If you know of Oscar winner Octavia Spencer, you’re probably wondering what she is doing in a horror thriller like this. Notwithstanding that the titular role was written specifically with her in mind, little in Spencer’s filmography suggests that the star of such prestige pictures as ‘The Help’, Hidden Figures’ and ‘The Shape of Water’ would agree to play a middle-aged maladjusted psychopath who develops an obsession with a bunch of high-school kids and ends up tormenting them in her basement. Oh yes, despite some attempt at socio-political commentary (read: it is no coincidence that she is ‘black’ amidst a predominantly ‘white’ cast), this is ultimately still an exploitation horror, albeit one is never quite as gonzo as it needs to be.
The setting is a depressing Ohio town in present day, where 16-year-old teenager Maggie (Diana Silvers) has just moved to with her newly divorced mother Erica (Juliette Lewis). Luckily for her, Maggie is invited to hang out with the cool kids at school from day one, instantly befriending the brassy Haley (McKaley Miller) and her peeps. They first make acquaintance with Spencer’s character Sue Ann when they go looking for an adult to purchase alcohol for their evening hangout, and although the veterinarian’s aide demurs at the start, Sue Ann eventually relents and indulges their request. Not only does she fulfil their liquor order, Sue Ann offers to open up her basement so they won’t get caught for underaged drinking.
Except for Maggie, none of the other kids do not find Sue Ann’s generosity even borderline suspicious; yet, as you can guess, it only gets creepier from that point on. Besides converting her basement into a permanent spot for alcohol-soaked parties, Sue Ann takes to dropping in at school to visit Maggie and her friends, as well as serial texting them whenever she perceives that they are slighting her. Ever the more vigilant one, Maggie is further troubled by the odd thumps she hears from the main house itself that Sue Ann has warned is strictly off-limits to the kids, and also the pair of earrings her mother had given to her which goes missing the morning after one of those parties at Sue Ann’s place.

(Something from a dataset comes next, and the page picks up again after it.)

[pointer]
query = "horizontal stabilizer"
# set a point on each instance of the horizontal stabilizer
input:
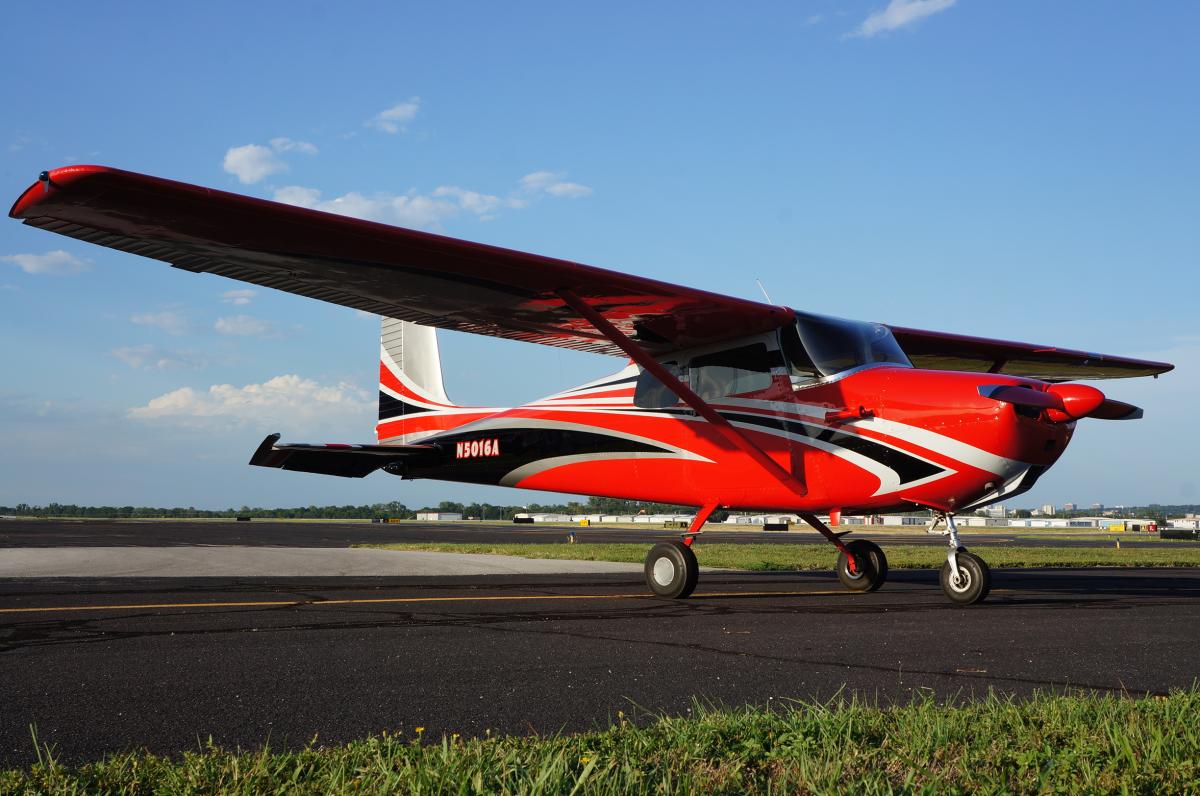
(348, 461)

Through on-and-off flashbacks to her own high-school experience, we slowly learn of Sue Ann’s backstory, made up not just of traumatic episodes of verbal bullying but even a racialised moment of sexual humiliation. It is sobering stuff to say the least, but in the hands of director Tate Taylor and writer Scotty Landes, also intended as justification for her disturbing acts later on. Yet these episodes strain credulity to say the least, and rather than stirring sympathy for Sue Ann, leave us cringing. It doesn’t help that Spencer dials in a performance that is too restrained for its own good, failing therefore to convince how aggrieved and repressed Sue Ann needs to feel in order for us to buy into her motivation for going batshit crazy in the last third of the movie.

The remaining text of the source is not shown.